Please see our recommended production settings in the docs (http://druid.io/docs/latest/Production-Cluster-Configuration.html)

druid.indexer.task.baseTaskDir=/data/persistent/task

druid.indexer.logs.type=s3

druid.indexer.logs.s3Bucket=bucket

druid.indexer.logs.s3Prefix=druid/logs

druid.indexer.fork.property.druid.monitoring.monitors=[“com.metamx.metrics.JvmMonitor”]

druid.indexer.fork.property.druid.processing.buffer.sizeBytes=536870912

druid.indexer.fork.property.druid.processing.numThreads=2

druid.indexer.fork.property.druid.segmentCache.locations=[{“path”: “/data/persistent/zk_druid”, “maxSize”: 0}]
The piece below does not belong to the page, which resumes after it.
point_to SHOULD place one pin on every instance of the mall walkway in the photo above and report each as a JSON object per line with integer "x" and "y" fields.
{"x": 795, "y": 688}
druid.indexer.fork.property.druid.server.http.numThreads=50

druid.indexer.fork.property.druid.storage.baseKey=druid/index

druid.indexer.fork.property.druid.storage.bucket=bucket

druid.indexer.fork.property.druid.storage.type=s3

druid.worker.capacity=8

druid.worker.ip=ip

druid.worker.version=0

And the Beam I created is:

DruidBeams
 .builder((eventMap: scala.collection.mutable.Map[String, Any]) => new DateTime(eventMap(FieldNames.timestamp).asInstanceOf[String]))
 .curator(curator)
 .discoveryPath(discoveryPath)
 .location(DruidLocation.create(indexService, dataSource))
 .rollup(DruidRollup(SpecificDruidDimensions(dimensions), aggregators :+ new CountAggregatorFactory("count"), QueryGranularity.MINUTE))
 .tuning(
  ClusteredBeamTuning(
   segmentGranularity = Granularity.FIVE_MINUTE,
   windowPeriod = new Period(typesafeConfig.getString("PT2m")),
   partitions = 8,
   replicants = 1
  )
 ).timestampSpec(new TimestampSpec(FieldNames.timestamp, "iso", null))
 //   .beamMergeFn(beams => new HashPartitionBeam(beams.toIndexedSeq))
 .finagleRegistry(finagleRegistry)
 .buildBeam()

One thing to watch out with Spark Streaming is to make sure that you aren’t re-creating objects needlessly for every dstream rdd partition. The best way I know to avoid this is to use singletons (scala “object”). See the sample code here for an example: https://github.com/druid-io/tranquility/blob/master/docs/spark.md

Generally if things are well set up, you should expect to get 5–50k events/sec ingest rate per Druid partition (mostly depending on the size of your events and the dimensions/metrics you have set up in Druid).